Furthermore, we extended our in silico analysis to incorporate a vaccinated population, considering vaccination rates set probabilistically at 50% and 80%. For those vaccinated, we increased the clearance rate (*δ*) by 1.5 times. This assumption for clearance rate shortened the viral shedding period by about 3 days, and this is larger than the previously reported shortening period of 2 days^{32}. Thus, a 1.5-fold increase in clearance rate is sufficient to account for an increase in clearance rate caused by the vaccination. The incorporation of this stochastic environment led to a modest increase in the variance of optimal virus parameters. However, it is essential to note that these changes in the model maintained our main conclusion. The mean values derived remained consistent with our original findings: viruses were selected for had an earlier peak and higher viral load dynamics, but a shorter duration of infection (Fig. S7). The selective pressure for increased transmissibility shapes the viral load dynamics, and isolation measures are likely to be a critical driver of these evolutionary transitions even considering the prior immunity.

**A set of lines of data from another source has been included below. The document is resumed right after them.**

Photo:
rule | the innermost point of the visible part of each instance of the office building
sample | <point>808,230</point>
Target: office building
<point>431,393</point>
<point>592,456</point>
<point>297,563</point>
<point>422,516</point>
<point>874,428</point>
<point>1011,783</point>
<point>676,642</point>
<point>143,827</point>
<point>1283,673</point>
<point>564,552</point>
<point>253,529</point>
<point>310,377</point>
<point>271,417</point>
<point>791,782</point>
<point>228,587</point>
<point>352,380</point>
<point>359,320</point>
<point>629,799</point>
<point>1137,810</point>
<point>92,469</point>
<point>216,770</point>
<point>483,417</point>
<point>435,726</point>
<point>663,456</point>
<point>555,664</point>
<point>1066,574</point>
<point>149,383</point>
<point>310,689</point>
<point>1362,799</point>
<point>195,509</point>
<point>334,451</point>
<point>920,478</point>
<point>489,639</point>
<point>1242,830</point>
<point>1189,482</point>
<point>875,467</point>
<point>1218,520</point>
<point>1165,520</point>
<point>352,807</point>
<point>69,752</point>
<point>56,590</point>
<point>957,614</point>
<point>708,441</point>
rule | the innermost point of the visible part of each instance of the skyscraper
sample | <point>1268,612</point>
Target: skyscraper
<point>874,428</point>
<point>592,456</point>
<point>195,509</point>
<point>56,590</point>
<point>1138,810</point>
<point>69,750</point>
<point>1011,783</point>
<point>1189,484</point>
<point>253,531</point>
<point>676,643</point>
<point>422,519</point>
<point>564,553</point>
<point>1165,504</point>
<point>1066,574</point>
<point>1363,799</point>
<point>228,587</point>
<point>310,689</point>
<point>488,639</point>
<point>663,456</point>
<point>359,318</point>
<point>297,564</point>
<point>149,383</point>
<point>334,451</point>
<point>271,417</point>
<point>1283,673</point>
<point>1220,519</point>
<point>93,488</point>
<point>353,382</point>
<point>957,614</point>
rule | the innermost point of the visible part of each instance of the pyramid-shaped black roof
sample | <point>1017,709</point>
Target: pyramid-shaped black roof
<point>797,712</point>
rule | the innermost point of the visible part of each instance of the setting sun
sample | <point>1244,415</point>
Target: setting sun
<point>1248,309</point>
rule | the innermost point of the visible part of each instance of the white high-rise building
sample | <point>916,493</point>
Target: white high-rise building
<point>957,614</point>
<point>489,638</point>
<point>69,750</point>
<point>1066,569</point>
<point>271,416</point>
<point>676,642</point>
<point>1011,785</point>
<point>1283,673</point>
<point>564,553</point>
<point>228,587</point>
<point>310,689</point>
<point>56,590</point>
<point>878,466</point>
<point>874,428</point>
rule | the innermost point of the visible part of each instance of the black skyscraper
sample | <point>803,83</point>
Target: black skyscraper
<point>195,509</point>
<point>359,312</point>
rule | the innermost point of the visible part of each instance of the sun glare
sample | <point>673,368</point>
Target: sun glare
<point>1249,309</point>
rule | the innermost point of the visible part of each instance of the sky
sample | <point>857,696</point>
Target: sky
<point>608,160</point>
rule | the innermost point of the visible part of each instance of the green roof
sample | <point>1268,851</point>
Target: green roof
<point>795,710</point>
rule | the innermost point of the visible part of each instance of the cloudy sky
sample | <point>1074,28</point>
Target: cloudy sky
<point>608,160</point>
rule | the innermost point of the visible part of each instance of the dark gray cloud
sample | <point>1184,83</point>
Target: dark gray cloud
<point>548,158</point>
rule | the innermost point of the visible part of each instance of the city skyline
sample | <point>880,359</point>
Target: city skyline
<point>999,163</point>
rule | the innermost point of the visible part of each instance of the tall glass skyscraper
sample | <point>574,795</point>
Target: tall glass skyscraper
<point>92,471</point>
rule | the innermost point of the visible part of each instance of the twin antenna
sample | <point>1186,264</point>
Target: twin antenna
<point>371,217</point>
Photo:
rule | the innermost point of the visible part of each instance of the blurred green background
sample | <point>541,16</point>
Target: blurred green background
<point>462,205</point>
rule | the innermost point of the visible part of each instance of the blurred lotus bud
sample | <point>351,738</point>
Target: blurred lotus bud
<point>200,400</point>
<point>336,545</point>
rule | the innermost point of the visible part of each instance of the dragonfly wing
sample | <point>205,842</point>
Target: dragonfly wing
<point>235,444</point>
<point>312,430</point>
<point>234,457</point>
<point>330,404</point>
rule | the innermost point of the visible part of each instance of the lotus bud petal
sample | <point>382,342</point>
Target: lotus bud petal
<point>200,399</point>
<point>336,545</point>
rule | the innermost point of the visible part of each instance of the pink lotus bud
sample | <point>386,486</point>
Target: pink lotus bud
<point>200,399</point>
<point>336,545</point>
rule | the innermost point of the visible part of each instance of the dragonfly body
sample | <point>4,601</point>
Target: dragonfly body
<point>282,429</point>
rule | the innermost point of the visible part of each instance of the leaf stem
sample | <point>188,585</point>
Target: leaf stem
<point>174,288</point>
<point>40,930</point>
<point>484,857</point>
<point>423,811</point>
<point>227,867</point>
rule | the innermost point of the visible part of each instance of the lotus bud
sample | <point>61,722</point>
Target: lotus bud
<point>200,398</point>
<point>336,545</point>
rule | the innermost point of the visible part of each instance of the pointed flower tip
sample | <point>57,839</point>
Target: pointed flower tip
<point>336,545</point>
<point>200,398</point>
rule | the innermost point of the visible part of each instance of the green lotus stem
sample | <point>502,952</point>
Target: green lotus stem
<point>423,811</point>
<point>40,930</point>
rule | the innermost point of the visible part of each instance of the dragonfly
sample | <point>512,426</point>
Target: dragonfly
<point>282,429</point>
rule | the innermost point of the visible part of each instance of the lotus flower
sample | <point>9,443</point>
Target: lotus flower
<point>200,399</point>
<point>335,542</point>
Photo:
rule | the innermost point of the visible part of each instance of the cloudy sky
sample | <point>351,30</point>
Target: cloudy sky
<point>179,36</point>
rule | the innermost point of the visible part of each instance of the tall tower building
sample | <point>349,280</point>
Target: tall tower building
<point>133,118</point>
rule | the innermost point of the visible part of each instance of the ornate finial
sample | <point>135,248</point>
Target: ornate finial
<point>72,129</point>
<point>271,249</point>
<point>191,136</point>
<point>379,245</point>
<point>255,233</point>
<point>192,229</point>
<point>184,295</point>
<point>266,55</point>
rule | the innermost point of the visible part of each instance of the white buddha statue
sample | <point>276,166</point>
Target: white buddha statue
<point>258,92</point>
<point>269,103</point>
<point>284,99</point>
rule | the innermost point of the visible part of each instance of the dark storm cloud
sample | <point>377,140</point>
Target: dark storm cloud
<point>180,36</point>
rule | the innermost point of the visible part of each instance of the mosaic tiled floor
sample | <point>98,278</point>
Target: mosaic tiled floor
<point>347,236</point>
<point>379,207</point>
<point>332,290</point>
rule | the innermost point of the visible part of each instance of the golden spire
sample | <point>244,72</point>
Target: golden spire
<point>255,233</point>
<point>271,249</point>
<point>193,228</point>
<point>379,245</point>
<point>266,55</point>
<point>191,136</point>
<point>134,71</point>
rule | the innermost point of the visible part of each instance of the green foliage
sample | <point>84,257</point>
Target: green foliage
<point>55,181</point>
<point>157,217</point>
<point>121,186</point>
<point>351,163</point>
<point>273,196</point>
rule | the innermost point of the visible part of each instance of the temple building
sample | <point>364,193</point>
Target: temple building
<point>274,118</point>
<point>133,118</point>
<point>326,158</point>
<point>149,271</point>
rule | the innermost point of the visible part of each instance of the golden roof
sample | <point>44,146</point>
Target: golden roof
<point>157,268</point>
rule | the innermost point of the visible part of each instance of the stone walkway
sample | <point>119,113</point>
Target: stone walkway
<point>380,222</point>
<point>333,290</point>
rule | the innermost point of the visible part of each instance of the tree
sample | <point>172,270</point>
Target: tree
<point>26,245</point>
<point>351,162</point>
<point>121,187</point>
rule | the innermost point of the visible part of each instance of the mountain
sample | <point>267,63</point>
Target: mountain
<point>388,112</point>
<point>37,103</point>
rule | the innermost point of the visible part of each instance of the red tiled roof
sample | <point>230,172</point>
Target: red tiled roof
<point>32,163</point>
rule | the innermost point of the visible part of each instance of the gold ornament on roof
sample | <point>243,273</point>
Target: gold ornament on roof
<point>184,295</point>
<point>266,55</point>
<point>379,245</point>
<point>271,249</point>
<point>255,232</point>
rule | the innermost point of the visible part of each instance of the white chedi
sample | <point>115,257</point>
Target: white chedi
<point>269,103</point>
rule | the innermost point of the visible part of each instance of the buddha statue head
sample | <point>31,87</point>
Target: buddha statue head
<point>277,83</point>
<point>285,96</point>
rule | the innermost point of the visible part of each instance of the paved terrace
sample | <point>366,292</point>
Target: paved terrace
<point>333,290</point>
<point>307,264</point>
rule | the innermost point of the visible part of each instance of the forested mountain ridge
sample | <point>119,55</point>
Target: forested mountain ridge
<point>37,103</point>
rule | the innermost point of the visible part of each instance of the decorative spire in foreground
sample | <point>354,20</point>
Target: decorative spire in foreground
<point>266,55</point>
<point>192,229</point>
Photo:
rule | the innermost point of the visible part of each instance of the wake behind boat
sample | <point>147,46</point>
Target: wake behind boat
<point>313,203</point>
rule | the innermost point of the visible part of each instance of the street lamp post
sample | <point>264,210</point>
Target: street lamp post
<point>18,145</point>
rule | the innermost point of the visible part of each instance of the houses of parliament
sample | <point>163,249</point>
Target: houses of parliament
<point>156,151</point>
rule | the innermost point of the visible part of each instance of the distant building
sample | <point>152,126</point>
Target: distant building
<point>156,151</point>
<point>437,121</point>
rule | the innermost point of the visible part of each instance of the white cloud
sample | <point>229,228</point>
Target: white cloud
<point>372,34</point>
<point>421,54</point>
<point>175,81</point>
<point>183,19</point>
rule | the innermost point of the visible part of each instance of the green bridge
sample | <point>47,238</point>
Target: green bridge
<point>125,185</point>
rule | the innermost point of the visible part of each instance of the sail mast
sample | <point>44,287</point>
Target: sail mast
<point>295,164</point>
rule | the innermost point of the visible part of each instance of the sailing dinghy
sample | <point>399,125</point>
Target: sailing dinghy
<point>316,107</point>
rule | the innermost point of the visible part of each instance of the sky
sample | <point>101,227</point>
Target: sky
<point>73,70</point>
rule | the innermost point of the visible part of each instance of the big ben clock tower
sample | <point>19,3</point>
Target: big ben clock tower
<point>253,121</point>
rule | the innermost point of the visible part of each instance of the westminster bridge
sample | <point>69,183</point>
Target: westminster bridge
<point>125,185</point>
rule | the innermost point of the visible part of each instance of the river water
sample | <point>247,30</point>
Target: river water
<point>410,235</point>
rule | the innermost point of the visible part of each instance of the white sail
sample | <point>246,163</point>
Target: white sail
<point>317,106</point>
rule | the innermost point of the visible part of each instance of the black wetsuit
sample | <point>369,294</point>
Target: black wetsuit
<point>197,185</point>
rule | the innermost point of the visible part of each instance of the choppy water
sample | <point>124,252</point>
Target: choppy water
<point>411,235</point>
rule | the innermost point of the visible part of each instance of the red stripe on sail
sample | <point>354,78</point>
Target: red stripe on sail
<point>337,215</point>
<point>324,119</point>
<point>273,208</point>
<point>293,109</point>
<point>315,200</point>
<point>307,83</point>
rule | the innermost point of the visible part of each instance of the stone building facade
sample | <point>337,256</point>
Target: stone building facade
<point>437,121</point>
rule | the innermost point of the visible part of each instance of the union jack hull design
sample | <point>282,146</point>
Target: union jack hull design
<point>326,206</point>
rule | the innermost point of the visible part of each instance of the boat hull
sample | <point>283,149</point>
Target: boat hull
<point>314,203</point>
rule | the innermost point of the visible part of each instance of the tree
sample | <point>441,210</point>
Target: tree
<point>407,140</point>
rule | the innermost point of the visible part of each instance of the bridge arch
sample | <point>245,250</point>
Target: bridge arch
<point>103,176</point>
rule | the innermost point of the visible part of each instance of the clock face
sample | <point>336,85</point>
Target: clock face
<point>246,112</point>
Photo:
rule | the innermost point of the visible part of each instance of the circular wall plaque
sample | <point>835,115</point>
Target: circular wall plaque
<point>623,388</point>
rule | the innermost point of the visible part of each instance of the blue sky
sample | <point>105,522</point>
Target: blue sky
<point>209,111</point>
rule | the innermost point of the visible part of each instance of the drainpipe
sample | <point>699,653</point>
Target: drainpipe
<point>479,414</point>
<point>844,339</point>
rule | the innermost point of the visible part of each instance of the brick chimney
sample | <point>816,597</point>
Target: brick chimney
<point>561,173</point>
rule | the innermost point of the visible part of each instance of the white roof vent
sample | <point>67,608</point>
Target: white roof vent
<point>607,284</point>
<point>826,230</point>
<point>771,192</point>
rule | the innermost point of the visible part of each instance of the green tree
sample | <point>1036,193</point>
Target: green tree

### Validating SARS-CoV-2 evolution with Omicron variants

The Omicron variant (originally B.1.1.529) was first isolated in South Africa in October 2021^{10,40}. After that time, of the identified Omicron subvariants, the BA.1 subvariant rapidly spread worldwide and became the most prevalent SARS-CoV-2 variant in many countries (Fig. 4a). Here, we consider simply the situation that BA.1 emerged during the spread of the Delta variant, which was the most predominant variant worldwide before BA.1, under NPIs.

To validate our hypothesis that isolation may be a selection pressure to further drive the evolution of viral phenotypes, we additionally used the longitudinal viral load of SARS-CoV-2 from the BA.1 subvariant in 49 infected patients^{41} (Table S1), and similarly analyzed those data together with the same data for the Delta variant (see METHODS in detail). The individual viral loads for the Delta variant (red) and BA.1 subvariant (green) are described in Fig. S8, and the estimated population parameters are shown in Table S5. We found that the time-series pattern of viral load for the BA.1 subvariant differed from that for the Delta variant as described in Fig. 4b. We further characterized and compared the distributions of the peak viral load, peak time, and duration of viral shedding in Fig. 4c. Interestingly, while we found almost the same peak time for the BA.1 subvariant viral load with a similar duration of viral shedding (*p* = 0.09 and 0.48 by the Mann-Whitney-Wilcoxon test, respectively), the comparison of peak viral load suggested a lower peak for the BA.1 subvariant than for the Delta variant (\(p=1.3\times {10}^{-6}\) by the Mann-Whitney-Wilcoxon test). On the other hand, as we expected, the BA.1 subvariant showed an earlier peak time and shorter viral shedding compared with the pre-Alpha and Alpha variants (see Fig. 1a–d vs. Fig. 4b, c). Altogether, these results imply that SARS-CoV-2 evolution toward an earlier peak viral load was maintained but slowed down. Interestingly, similar evolutionary trends were confirmed in a non-human primate model infected with different VOCs of SARS-CoV-2^{42}, obviously without NPIs in these cases. We discuss a mechanism behind those convergent phenotypic changes in detail later (see Discussion). Our quantitative empirical clinical data analysis based on our hypothesis could support that SARS-CoV-2 variants have evolved their acute phenotypes via a human-mediated selection pressure such as isolation.